Now that we know what the OCC is looking for, it’s important to understand what they tell us about the OCC’s overall approach to vendor management.

Ultimately, the OCC sees vendor risk management as an ongoing process, one that begins with planning and due diligence before a contract is signed and continues with monitoring throughout the length of the relationship and a careful transition in the event of termination. It emphasizes a system built around independent reviews, documentation and reporting, and oversight and management.

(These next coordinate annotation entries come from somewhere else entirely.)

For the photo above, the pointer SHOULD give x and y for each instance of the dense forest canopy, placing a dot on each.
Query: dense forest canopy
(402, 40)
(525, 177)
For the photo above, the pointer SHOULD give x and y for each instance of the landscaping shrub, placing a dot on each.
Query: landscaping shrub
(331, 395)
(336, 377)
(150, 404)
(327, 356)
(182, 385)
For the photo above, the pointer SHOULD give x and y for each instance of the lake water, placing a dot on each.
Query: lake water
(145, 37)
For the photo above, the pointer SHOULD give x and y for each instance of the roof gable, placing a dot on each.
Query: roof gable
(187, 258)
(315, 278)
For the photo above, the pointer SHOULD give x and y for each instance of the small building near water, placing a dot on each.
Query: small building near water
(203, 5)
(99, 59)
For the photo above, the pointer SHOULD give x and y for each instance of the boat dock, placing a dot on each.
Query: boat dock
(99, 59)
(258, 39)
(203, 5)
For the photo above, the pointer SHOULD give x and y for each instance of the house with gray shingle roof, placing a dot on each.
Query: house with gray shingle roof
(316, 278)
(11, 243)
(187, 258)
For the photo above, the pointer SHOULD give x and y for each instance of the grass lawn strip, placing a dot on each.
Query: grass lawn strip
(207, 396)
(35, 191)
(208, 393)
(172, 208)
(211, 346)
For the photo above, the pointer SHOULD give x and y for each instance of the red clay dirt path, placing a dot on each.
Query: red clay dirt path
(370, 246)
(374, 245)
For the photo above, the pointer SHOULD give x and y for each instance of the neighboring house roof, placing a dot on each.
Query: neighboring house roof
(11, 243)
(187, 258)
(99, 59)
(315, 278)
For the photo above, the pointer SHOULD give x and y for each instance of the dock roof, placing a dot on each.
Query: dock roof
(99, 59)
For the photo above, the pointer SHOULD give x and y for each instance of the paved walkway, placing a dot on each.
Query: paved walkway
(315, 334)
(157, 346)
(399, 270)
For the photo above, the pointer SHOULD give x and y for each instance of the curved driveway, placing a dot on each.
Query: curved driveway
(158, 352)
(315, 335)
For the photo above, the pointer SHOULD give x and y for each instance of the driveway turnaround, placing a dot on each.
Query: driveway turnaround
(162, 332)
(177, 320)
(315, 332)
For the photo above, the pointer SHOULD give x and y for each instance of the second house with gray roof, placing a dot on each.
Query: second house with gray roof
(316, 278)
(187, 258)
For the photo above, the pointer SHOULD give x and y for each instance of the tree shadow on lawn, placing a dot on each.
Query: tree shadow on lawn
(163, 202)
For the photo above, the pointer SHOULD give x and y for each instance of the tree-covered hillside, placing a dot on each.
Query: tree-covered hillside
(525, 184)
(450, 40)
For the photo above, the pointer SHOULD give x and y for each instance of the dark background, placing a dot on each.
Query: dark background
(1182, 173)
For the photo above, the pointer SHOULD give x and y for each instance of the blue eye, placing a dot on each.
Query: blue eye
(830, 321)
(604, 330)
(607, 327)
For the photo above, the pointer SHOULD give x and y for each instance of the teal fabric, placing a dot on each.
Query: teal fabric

For the OCC, compliance is about more than lists of critical vendors and vendor reports. It’s about understanding the choices and decisions an FI made in selecting a vendor and in actively choosing to continue its relationship. The agency wants to know the reasons justifying a decision and see proof that the board reviewed and approved it. It wants to understand an institution’s approach to ERM and where a particular vendor fits. It wants FIs to have the necessary resources to analyze reports and carefully negotiate and track contracts. It wants to be confident that the board and management have the necessary tools and processes to ensure continued compliance and a plan to efficiently end the relationship if needed. It wants to be sure that the bank is aware of all changes in the relationship and how those changes impact risk.

For this to happen effectively and efficiently, FIs need a comprehensive, top-down approach to vendor management. There are too many moving pieces, including procedures and documentation, touching too many areas and departments to let vendor management casually languish. FIs need a robust analytics process that takes a broad view of ERM and vendor management, allowing an FI to leverage the risk assessment, measurement, control and mitigation work performed by departments throughout the institution to streamline and improve processes while ensuring major changes are noticed and addressed.